Se aveste occasione di dare un´occhiata, il mattino, nei dintorni del cottage che affitto ormai da mezzo secolo, vi trovereste benissimo accolti da bei signori con il cappello ornato da una nastro verde e viola, e stretti al collo da una cravatta, sempre verde viola, i colori del Club. Questi signori, nella vita membri della Upper Class, affrontano per alcuni anni una prova fideistica, svolgendo il compito di Honorary Steward, e cioè di incaricati, per rendere più facile l´accesso al pubblico. E attendono il battesimo che li ammetterà tra i trecentosettantacinque privilegiati Member, che li avevano preceduti nella trafila. Le storie di ognuno di loro non sarebbero male per tracciare una struttura romanzesca sulla società britannica, ma la mia modestia di Scriba mi consentirà, spero, di rimemorarne una, secondo me emblematica, quella del Maraja.
Torniamo indietro nel tempo, quando l´India non è più una colonia britannica, e i capi di Stato, i Maraja, vengono spossessati. Uno di loro, appassionatissimo di tennis, si trasferisce allora a Londra, in un grande appartamento del Mayfair, e un suo amico Socio inizia ad invitarlo a far quattro palle. Gioca benino, è sempre pronto all´acquisto delle Dunlop e dei pimms, e appare insomma dotato di qualità indispensabili per divenire un Member, un Socio. Lo invitano ad avventurarsi nel noviziato di Steward ed ecco che qualcuno abbastanza vecchio come lo Scriba ricorda di esser stato accolto da un inatteso gentleman in blazer blu e turbante. Passa un giorno passa un anno, due anni, tre anni, ma il Maraja non viene accolto quale Full Member. Il suo abituale partner, medico, fa presente al Comitato che il Maraja non gode di una grande salute, e non sarebbe insomma un errore affrettare, almeno un tantino, le pratiche. Nonostante il Comitato si riunisca per valutarne la possibilità, la pratica sembra andare per le lunghe, sinché, forse per la mediocre salute, si vede sempre meno spesso il Maraja in campo, sinché, un giorno, la sua presenza svanisce.

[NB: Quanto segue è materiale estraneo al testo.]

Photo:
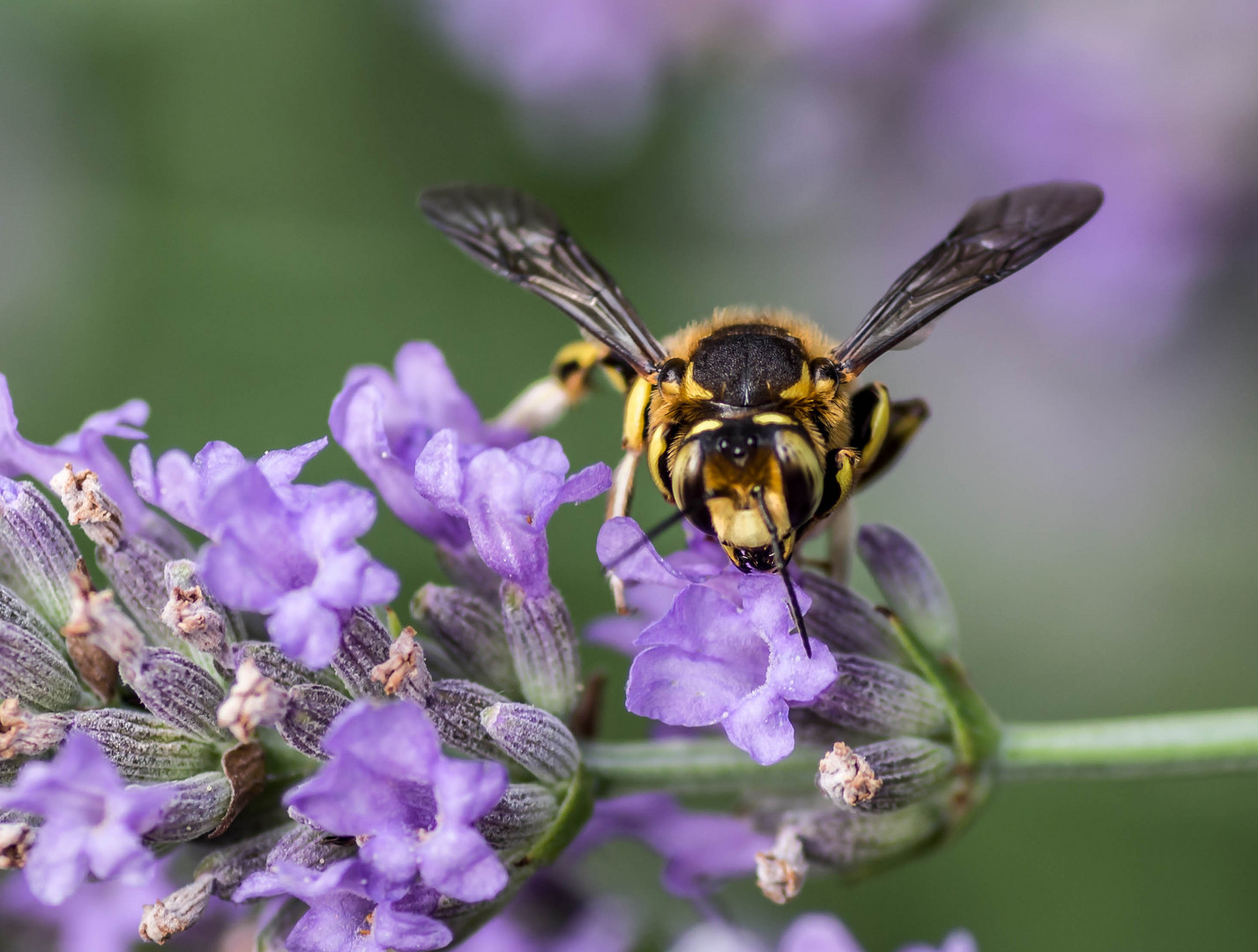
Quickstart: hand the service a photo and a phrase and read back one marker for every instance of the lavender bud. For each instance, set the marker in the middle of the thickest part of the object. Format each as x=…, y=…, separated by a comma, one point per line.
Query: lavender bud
x=254, y=701
x=15, y=840
x=469, y=631
x=37, y=551
x=520, y=818
x=311, y=710
x=910, y=584
x=15, y=612
x=26, y=734
x=309, y=846
x=887, y=775
x=365, y=644
x=193, y=610
x=848, y=622
x=136, y=570
x=87, y=506
x=780, y=873
x=273, y=663
x=454, y=708
x=175, y=689
x=34, y=672
x=467, y=570
x=544, y=648
x=144, y=748
x=878, y=698
x=230, y=866
x=179, y=911
x=406, y=672
x=535, y=739
x=848, y=840
x=197, y=807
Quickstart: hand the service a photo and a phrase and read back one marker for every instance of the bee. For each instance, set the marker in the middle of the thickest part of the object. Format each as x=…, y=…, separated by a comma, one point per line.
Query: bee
x=751, y=421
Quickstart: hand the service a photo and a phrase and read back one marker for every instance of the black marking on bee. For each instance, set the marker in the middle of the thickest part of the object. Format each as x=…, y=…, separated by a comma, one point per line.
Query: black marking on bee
x=748, y=365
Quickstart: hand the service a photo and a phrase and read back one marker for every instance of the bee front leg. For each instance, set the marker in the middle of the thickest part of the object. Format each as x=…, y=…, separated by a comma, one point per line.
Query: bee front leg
x=618, y=504
x=633, y=436
x=545, y=401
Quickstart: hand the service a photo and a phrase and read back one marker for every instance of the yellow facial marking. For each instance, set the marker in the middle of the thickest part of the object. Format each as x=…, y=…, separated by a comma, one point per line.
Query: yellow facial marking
x=636, y=414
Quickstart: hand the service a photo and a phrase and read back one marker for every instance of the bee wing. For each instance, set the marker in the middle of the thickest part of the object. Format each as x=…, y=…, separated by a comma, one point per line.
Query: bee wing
x=521, y=239
x=998, y=236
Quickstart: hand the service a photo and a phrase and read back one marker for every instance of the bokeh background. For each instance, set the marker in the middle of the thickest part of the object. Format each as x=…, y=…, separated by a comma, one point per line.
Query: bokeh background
x=211, y=204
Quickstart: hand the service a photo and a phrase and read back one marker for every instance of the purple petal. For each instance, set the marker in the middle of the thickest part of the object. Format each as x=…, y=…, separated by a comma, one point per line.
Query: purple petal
x=818, y=932
x=438, y=474
x=459, y=863
x=760, y=725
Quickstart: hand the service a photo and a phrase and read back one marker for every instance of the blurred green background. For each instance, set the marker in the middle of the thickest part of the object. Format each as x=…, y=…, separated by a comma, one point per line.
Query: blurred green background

Incuriosito, uno dei membri giunge a permettersi una telefonata, alla quale il Segretario del Maraja risponde con la dignità consentita a qualcuno in lacrime: il suo padrone giace fuori conoscenza, vegliato dai famigliari appositamente ritornati dall´India. A simile notizia, i Signori Membri decidono di convocare una riunione straordinaria del Board, e di concedere al povero Maraja la Full Membership, augurandosi che un barlume di conoscenza gli consenta di prender atto del grande onore concessogli. Ma nulla accade, per una, due, tre cinque settimane, sinché, all´inizio degli Championships, ecco riapparire il Maraja, in compagnia dell´amico medico e di un servitore impegnato a difenderlo dalla pioggia con l´ombrello. Sorridente, arzillo, elegantissimo nel suo blazer e nella cravatta viola e verde del Club, si assise nella speciale tribuna del Centre Court, e lo si vide poi spostarsi nella Member Enclosure, in cui, assieme alle Fragole con Panna, non tardò ad offrire ai presenti una bottiglia di Champagne millesimé. Ma devo ammettere che questa, così come i cinquantacinque anni passati a Wimbledon dallo Scriba, è una storia vecchia, vecchia quanto il Maraja che è ormai morto davvero. Sepolto, of course, con al collo la cravatta verdeviola.